A suspected case of appendicitis is always considered a medical emergency. The appendix is a small tubular structure that is attached to the large intestine on the right side of the body. Any tenderness, pain, vomiting, or other symptoms require immediate attention. The treatment is always surgery called an appendectomy.
One evening in June 1942, I had just sat down at the dinner table. I looked down at the piece of liver on my plate and felt a sudden rush of nausea. I fainted, falling out of my chair onto the floor. When I came to, Dr. Bob, our family physician was poking my stomach in different places and asking if it hurt. It was confusing for an eight-year-old because I didn’t know what he was looking for and it only hurt when he took his hand away. Evidently he found the answer and I was whisked away to the hospital.
Things happened so quickly that I remember none of the preparations for the surgery. Vividly I remember waking up and being sicker than I had ever been in my life. They had given me ether as an anesthetic and it made me deathly ill. It was as though the smell of the ether permeated every cell in my body and everything around me. Added to that misery, I was gradually aware of a relentless pain in my lower right side.
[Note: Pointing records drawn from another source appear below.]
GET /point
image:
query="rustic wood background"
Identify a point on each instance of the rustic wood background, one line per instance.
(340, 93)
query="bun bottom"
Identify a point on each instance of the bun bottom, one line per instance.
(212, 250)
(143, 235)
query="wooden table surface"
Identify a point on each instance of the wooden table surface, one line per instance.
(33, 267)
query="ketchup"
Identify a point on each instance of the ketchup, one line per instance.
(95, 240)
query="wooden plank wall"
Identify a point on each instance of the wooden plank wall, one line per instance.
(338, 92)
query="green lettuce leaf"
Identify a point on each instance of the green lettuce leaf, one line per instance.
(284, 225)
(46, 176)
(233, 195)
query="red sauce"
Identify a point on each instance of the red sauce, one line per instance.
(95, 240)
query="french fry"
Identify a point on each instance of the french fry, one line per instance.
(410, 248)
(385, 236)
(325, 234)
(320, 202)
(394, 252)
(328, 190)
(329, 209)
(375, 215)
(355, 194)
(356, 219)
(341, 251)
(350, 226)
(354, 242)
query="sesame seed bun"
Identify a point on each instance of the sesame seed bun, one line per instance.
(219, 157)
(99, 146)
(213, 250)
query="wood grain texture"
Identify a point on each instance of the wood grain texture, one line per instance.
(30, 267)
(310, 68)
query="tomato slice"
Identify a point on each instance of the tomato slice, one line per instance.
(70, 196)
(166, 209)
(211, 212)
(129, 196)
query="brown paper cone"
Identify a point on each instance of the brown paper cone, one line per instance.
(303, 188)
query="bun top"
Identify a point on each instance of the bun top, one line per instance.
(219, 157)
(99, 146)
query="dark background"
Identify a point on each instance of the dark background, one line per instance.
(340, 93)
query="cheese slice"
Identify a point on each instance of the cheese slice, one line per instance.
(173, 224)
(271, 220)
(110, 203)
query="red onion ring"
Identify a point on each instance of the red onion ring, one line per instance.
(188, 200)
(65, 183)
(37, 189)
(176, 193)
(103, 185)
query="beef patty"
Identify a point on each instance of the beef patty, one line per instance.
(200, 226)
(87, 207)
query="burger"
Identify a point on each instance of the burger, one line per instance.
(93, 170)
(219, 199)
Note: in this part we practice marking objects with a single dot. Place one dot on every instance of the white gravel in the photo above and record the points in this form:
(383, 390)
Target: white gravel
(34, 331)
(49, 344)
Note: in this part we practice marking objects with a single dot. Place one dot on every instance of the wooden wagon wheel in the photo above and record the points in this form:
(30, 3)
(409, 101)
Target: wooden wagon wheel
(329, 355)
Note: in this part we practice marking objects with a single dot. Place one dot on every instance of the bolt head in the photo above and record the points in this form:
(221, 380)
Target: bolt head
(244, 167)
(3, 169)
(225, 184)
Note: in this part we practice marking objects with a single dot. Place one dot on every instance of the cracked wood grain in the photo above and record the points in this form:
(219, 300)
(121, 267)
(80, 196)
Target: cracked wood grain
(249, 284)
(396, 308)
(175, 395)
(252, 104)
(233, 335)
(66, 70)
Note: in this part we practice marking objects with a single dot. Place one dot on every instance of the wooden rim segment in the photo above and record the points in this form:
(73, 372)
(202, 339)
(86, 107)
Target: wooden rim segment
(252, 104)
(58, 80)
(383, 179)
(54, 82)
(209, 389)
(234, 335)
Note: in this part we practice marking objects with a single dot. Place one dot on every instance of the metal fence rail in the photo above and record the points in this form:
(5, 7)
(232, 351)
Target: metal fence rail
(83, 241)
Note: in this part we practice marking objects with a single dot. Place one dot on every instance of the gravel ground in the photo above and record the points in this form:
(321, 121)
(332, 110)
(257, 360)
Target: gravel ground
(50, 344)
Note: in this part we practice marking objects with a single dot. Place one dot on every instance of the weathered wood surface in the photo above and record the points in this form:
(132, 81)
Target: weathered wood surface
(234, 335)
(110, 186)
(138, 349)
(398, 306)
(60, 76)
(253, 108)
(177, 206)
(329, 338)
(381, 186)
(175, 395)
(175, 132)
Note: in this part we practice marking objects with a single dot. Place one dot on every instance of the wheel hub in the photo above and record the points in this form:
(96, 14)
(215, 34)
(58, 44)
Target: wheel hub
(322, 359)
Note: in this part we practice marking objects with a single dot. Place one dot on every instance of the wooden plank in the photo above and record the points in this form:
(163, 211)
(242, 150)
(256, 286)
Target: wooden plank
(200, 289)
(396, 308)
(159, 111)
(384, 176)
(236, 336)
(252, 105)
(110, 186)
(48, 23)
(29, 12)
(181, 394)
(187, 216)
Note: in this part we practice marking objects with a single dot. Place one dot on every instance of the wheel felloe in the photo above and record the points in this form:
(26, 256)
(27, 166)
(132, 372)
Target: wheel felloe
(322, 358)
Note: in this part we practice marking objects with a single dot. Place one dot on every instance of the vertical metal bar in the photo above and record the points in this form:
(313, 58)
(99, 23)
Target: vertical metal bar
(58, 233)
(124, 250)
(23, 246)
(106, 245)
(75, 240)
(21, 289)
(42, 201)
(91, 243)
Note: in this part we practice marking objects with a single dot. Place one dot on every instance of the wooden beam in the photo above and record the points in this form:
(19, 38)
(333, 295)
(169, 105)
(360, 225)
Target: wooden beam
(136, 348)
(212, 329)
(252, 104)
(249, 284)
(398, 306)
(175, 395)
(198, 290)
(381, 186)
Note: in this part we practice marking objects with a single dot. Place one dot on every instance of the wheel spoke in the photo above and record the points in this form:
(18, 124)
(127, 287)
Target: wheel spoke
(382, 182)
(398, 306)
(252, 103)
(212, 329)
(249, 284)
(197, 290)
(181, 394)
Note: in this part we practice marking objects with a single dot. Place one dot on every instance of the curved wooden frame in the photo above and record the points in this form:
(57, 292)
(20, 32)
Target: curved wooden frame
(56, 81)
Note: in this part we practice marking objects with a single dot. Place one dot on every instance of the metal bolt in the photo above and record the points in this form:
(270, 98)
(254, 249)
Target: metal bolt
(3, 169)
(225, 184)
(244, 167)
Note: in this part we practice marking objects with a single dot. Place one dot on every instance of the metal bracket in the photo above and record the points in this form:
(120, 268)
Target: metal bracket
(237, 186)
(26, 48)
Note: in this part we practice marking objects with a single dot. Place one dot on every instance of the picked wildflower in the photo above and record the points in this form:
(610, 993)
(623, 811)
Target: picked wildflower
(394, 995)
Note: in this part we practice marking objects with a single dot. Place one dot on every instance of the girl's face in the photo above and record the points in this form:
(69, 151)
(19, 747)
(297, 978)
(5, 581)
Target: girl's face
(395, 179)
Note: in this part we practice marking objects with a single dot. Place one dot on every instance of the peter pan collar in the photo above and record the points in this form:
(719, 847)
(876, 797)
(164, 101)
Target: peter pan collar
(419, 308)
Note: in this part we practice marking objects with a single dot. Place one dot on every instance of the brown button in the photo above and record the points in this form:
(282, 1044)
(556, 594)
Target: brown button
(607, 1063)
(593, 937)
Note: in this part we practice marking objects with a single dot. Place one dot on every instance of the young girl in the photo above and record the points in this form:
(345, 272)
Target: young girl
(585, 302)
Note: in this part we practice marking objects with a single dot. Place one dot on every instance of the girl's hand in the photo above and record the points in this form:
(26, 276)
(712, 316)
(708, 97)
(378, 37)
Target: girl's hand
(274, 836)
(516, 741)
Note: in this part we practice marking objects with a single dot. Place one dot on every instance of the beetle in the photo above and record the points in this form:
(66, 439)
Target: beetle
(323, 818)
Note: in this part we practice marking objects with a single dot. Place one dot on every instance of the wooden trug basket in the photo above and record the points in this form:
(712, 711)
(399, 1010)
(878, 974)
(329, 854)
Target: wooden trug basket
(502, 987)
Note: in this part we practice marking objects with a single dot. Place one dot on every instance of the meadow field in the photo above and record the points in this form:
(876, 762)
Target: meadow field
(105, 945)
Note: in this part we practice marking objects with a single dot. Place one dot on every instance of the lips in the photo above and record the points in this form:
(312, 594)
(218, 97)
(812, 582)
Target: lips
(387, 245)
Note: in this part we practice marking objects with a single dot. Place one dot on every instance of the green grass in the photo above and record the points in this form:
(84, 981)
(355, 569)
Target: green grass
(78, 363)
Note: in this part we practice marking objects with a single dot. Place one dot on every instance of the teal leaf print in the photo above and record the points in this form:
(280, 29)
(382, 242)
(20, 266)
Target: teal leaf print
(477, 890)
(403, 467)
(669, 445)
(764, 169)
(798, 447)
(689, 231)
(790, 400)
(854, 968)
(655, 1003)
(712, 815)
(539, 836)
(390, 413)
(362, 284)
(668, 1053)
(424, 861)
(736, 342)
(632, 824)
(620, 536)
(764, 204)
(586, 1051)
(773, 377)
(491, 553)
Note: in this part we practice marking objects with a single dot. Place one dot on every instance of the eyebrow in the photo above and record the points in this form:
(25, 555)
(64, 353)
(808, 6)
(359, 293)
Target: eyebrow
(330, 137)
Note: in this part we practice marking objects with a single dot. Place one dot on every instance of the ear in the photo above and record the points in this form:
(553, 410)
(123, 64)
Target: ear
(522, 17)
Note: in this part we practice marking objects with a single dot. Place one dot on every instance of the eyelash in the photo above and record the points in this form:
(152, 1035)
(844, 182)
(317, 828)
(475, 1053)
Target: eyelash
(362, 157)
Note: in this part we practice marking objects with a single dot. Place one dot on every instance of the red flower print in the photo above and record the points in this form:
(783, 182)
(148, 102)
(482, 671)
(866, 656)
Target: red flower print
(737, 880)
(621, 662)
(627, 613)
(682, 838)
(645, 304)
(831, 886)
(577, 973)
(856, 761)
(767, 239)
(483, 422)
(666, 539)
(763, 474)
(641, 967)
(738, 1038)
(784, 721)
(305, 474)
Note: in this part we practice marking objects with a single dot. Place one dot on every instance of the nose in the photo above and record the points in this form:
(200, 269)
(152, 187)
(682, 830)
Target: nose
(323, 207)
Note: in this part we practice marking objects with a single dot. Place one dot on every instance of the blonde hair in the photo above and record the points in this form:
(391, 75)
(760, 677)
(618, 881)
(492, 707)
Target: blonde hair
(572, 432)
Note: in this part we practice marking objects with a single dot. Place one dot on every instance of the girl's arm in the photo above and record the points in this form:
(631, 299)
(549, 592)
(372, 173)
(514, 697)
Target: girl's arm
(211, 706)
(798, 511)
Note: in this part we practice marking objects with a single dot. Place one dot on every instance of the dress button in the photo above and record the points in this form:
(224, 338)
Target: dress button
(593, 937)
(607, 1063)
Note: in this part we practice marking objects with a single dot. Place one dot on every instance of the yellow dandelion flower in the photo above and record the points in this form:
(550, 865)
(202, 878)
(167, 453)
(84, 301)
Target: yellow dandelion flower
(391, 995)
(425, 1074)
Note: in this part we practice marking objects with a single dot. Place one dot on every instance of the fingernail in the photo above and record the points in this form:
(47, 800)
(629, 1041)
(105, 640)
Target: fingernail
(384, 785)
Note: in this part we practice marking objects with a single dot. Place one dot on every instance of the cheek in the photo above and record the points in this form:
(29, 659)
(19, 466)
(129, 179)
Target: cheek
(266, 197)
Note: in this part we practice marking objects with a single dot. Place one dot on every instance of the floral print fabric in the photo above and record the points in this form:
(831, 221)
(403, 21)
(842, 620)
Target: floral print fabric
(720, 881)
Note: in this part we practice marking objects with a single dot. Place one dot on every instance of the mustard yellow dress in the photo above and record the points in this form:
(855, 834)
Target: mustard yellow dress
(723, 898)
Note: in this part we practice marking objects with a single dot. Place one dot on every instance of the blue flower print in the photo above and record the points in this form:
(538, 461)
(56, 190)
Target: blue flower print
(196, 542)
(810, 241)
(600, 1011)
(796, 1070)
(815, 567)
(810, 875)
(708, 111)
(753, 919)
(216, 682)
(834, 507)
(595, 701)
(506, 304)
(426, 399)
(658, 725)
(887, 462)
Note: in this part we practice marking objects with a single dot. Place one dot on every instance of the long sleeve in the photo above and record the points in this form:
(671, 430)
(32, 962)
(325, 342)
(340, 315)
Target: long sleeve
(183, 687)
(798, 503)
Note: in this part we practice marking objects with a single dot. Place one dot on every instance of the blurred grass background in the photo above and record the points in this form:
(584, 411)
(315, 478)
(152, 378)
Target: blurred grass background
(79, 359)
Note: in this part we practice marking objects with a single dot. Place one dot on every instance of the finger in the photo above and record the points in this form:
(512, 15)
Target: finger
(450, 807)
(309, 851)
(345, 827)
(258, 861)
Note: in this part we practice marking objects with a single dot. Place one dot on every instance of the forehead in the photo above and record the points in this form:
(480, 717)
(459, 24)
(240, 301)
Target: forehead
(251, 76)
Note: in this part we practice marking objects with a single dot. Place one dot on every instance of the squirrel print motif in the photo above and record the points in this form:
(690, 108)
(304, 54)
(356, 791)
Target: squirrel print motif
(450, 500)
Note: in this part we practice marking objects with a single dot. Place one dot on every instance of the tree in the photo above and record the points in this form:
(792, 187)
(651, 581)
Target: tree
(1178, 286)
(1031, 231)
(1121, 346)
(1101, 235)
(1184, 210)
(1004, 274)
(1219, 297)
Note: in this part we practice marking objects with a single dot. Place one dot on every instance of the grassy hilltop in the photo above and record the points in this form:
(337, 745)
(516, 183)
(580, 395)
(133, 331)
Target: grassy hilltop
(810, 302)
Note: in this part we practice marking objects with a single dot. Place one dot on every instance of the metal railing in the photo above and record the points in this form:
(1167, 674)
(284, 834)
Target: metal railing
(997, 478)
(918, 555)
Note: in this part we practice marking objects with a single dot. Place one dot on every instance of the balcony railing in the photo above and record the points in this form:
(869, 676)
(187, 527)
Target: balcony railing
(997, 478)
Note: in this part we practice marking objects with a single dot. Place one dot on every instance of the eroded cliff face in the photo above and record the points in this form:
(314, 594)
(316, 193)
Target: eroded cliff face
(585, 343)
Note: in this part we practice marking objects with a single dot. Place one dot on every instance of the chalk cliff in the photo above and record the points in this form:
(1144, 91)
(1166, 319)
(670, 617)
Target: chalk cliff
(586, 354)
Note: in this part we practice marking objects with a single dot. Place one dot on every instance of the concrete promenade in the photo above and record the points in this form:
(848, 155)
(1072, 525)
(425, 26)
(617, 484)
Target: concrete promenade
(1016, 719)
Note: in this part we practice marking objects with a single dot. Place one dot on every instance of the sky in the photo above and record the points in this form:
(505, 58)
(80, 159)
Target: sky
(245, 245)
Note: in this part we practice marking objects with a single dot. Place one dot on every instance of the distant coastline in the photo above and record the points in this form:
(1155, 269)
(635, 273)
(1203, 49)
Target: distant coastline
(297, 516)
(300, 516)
Soon a nurse came in and gave me a shot of something that relieved the pain. They had removed the offending organ just in time before it burst with lethal complications.
Because it was war time, the hospital was short- handed. I was blessed to have my step mother there for me. She never left me. My bed got changed, I was bathed and fed and received my medications on time because of her. Every day I began to feel better and was able to go home after a period of 10 days.
As a souvenir of this experience, my abdomen bears a constant reminder. I have a six-inch vertical scar that ranges from one eighth of an inch to one half an inch in width. The wound was sewn together with thick black stitches that looked like wire. I was told that it was “cat gut.” I didn’t question the meaning given for the name. I still don’t want to know.